Given Lady A's track record of relative wholesomeness, it's a little hard to believe that there's actual oral sex metaphor-izing going on in "Downtown"—Hillary and company just don't seem the type. And yet...who writes a song, a lead single, primarily about the activity of going downtown, without some kind of extra layer there? OK, yes, you can take it to mean that the unsatisfactory partner's unwillingness to literally take her to the downtown part of the city reflects a lack of excitement and pizzazz in their relationship, but...even that part kinda sounds like it's really talking about the couple's lovelife, doesn't it?
But let us not speculate on this all day. Let's parse the verses and choruses for further clues about the song's true intentions.
Well, all the parties on the streets are talking
Store front mannequins sleeping in lights.
We used to smoke while we were jaywalking
Like it was your birthday every other Saturday night
Knew the bands so we never payed our cover
Wrote our names on the bathroom tiles
We never dressed to impress all the others
They would let us in on our laid back kind of style
But boy you know it's been a while
The song's first verse would all appear to be basically on the level, describing literal activities one would do when out on the town—going to gigs and parties, writing on the bathroom walls, and various other good-timey happenings. There is a good deal of sleaze (or at least a sort of earthiness) to the proceedings though, Hillary singing about smoking while jaywalking and dressing in a "laid back kind of style," and that final "you know it's been a while" speaks to a dissatisfaction that would appear deeper than a craving for a public sort of nighttime excitement.
I don't know why you don't take me down town like you got anywhere better to be
Talk it up and give me the go round, round like a good time tease
I'm only counting on your cancellation
When I should be counting on you at my door
Did you forget about how we went around
I don't know why you don't take me downtown anymore.

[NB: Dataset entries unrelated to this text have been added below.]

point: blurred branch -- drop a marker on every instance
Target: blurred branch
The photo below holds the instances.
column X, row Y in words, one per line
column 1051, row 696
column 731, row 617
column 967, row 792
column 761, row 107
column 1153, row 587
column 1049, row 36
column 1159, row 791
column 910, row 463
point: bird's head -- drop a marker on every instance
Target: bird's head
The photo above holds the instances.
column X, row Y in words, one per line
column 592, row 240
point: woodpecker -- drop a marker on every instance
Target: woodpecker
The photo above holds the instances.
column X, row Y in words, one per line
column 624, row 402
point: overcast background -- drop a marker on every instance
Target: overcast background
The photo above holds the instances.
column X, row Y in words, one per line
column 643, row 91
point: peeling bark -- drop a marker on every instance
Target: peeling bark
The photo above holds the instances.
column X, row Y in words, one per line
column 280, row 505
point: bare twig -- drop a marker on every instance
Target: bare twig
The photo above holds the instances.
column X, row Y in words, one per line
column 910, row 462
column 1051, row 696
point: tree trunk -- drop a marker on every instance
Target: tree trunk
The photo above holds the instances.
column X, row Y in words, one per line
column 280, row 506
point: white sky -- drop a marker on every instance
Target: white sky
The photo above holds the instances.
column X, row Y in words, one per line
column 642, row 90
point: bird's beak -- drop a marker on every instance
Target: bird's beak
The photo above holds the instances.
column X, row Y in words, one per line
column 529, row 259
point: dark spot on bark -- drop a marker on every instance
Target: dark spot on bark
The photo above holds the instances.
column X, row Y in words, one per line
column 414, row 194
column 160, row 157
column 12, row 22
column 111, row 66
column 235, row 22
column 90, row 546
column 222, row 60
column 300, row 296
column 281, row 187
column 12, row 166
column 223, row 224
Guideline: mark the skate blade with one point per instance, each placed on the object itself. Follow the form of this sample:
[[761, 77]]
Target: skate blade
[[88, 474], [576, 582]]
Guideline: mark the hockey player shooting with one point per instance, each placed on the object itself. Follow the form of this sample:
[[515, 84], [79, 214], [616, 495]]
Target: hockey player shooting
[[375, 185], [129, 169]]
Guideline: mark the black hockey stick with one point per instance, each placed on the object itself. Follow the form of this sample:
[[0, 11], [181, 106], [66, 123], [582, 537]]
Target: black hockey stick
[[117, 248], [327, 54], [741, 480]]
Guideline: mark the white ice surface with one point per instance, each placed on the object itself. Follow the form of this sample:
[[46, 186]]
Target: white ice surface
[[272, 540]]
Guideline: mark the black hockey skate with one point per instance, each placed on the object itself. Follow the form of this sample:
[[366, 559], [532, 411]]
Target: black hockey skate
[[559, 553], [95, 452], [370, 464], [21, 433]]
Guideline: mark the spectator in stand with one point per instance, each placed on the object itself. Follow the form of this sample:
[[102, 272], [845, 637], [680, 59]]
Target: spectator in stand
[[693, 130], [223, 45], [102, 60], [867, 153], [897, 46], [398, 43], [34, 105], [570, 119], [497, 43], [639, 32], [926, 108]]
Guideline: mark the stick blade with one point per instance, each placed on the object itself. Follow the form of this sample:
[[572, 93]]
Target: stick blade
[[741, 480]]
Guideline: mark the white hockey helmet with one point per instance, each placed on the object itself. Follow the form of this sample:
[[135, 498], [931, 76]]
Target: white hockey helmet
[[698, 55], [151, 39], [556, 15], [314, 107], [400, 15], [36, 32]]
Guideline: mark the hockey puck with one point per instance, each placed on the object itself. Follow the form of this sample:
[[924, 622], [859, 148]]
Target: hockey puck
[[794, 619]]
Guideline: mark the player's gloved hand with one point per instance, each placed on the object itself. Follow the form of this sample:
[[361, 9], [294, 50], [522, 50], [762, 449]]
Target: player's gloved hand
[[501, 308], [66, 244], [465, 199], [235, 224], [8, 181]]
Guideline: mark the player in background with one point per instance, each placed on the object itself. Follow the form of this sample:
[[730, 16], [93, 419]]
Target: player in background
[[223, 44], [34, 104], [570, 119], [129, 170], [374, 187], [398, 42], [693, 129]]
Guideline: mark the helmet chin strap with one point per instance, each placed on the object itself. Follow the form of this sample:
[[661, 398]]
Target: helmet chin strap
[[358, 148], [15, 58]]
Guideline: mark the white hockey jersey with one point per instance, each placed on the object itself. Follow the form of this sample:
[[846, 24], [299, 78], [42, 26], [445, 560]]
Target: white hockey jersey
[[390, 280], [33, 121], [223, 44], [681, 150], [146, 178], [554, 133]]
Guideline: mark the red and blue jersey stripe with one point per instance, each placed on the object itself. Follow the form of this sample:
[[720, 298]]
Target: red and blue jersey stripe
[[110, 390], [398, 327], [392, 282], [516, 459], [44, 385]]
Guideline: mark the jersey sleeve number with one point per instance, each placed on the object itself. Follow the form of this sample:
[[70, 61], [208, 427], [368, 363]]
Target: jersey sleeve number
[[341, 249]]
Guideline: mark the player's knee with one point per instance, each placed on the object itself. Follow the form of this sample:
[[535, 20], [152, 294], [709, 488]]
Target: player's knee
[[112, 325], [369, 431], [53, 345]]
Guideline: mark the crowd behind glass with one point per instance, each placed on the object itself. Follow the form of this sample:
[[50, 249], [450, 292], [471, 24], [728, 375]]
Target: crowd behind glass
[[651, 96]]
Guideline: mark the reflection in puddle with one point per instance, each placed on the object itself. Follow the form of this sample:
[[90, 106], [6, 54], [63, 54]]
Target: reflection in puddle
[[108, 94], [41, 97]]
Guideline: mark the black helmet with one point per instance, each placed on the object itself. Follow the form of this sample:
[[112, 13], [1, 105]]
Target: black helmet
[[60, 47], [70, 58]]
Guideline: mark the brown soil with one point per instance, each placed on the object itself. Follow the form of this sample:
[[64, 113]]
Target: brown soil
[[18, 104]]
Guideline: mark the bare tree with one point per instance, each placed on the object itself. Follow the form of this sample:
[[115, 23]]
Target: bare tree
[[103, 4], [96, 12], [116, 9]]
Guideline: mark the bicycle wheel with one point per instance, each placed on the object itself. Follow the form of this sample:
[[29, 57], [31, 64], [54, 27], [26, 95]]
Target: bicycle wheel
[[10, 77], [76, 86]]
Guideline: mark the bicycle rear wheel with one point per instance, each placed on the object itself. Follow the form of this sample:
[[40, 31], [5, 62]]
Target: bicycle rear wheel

The chorus would appear to be far more suggestive, with its lyrics calling the romantic partner a "good time tease" (!!) and repeatedly expressing frustration about not being taken downtown. Of course, some of the lyrics still make more sense taken on the surface than on the metaphorical level—the "Like you got anywhere better to be" line doesn't really make sense taken as double-entendre, nor does the "counting on you at my door" one, unless you're taking "door" to mean something it's definitely not traditionally taken to mean. Still, on the whole, the chorus definitely feels too emotional and provocative to just be about a region of town.
I got some platforms sitting in the corner
They wanna stroll on a city sidewalk
I got a dress that'll show a little uh uh
but you ain't gettin' uh uh if you don't come pick me up (damn),
Show me off (wow),
You might be tired, but I'm not!
These lyrics are the first to actually explicitly address sex in the relationship, Hillary claiming that her guy won't get to see her in (or out of) her revealing dress if he doesn't even come by at all. And the "You might be tired, but I'm not!" definitely feels like the frustration of a lover just not willing to put in the work anymore. Avenue D would nod their heads in support, certainly.
Ultimately, the song doesn't serve as perfectly metaphorical, so much so that it's hardly like the only possible interpretation of it is that it's Hillary Scott expressing dissatisfaction over her lover's unwillingness to actually go down on her. However, there's enough sauciness to the whole song, enough winking in certain lines, and enough of a sense of palpable frustration throughout that it's impossible to disregard the second meaning entirely. Ultimately, even if it's not actually about oral sex, it still sort of is. Unfair, perhaps, but that's the post-Aerosmith world or rock/pop lyrics that we live in, and we here at Popdust wouldn't have it any other way.